Transcript
A (0:00)
Foreign.
B (0:04)
To today's sustainability podcast with Emma Harvey Smith from the Green Finance Institute. I'm delighted to have you here today, Emma, and maybe you could just start by introducing yourself and telling the audience a little bit about your background.
A (0:18)
Thank you, Paul. Really delighted to be here today. So thank you for the invitation. So, I'm Emma Harby Smith. I am Chief of Staff at the Green Finance Institute. So I work on driving the organization's delivery and ensuring that we have impact and continue to mobilise global capital towards net zero outcomes. I previously led the Green Finance Institute's Built Environment Programme, which convened over 400 experts to, you know, to develop solutions that would support investment into decarbonising homes across the uk. And prior to that, I used to work at Barclays, where I worked across a number of different roles, from debt origination and corporate banking to through to working within the mortgage business, where I first got my bug for green Finance.
B (1:04)
So you've worked both in the public sector and also private sector. What attracted you into sustainability and sustainable finance?
A (1:12)
So my background's actually as a physicist, so I'm a trained physicist. I really got a bug for understanding how our energy system worked during my academic days. And then when I moved into the banking sector, I started to see the role that finance could play in facilitating the growth ambitions of companies, but also the role it could play in helping individuals to achieve their goals and their ambitions. So it was quite natural that these two passions, science and finance, would come together around the sustainability theme. And it's really interesting to see how finance can facilitate a transition towards net zero.
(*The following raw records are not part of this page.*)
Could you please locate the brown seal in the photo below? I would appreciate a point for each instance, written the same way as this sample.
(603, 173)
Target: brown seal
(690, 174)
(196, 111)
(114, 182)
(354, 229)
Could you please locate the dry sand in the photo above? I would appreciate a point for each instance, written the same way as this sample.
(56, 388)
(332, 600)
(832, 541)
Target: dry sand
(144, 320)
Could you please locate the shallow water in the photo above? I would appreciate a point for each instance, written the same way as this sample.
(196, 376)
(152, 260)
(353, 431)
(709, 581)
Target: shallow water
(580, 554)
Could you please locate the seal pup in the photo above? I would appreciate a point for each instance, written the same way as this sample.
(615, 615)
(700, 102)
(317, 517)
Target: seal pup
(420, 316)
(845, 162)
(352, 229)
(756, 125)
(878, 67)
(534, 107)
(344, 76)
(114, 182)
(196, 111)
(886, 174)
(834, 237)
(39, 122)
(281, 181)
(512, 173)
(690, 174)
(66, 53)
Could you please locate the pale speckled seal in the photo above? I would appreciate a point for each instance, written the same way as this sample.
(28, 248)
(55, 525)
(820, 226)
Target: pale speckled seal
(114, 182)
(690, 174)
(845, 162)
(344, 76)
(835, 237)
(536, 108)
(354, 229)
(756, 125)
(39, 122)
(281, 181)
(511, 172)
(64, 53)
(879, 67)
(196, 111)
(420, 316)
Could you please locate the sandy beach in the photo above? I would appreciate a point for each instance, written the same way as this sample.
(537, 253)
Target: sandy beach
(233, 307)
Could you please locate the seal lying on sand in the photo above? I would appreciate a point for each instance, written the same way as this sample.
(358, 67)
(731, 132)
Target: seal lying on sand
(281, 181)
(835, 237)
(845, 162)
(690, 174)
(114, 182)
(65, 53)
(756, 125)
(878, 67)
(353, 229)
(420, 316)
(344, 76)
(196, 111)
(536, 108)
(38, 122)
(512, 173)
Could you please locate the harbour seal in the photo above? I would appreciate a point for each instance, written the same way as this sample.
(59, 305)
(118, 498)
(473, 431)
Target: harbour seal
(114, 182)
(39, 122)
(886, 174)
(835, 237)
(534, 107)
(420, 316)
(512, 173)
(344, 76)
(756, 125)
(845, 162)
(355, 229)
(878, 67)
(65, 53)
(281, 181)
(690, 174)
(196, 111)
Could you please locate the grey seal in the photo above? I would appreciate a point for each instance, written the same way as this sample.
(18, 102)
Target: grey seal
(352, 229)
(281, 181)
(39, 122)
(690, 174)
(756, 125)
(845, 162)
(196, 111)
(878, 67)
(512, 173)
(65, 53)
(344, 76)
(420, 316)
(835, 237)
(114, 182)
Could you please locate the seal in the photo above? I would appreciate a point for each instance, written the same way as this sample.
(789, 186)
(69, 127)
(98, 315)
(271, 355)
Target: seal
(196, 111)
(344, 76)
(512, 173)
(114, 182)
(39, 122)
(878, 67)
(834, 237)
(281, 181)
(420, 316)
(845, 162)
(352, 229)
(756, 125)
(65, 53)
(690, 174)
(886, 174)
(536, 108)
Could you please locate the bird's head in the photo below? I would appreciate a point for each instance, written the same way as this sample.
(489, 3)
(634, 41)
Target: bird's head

And I really got the bug for sustainability, as I mentioned, when I was at Barclays, where I was working alongside the Green Finance Institute's now chief executive, who was a senior banker at the time at Barclays. And we were working to understand what financial solutions could we develop that would support our clients and our customers to transition towards net zero. So I worked within a team that led the launch of the UK's first green mortgage proposition. It was the first High street bank to offer a green mortgage. And it was so interesting working through the knotty challenges that the sustainable finance landscape can present from working out what are the barriers that customers are facing when they're trying to transition? How can we pull the different financial levers and financial product design elements to provide an attractive solution? And so really, for me, the bug came from applying the rigor of finance and the rigor of science to deliver sustainable outcomes for our economy.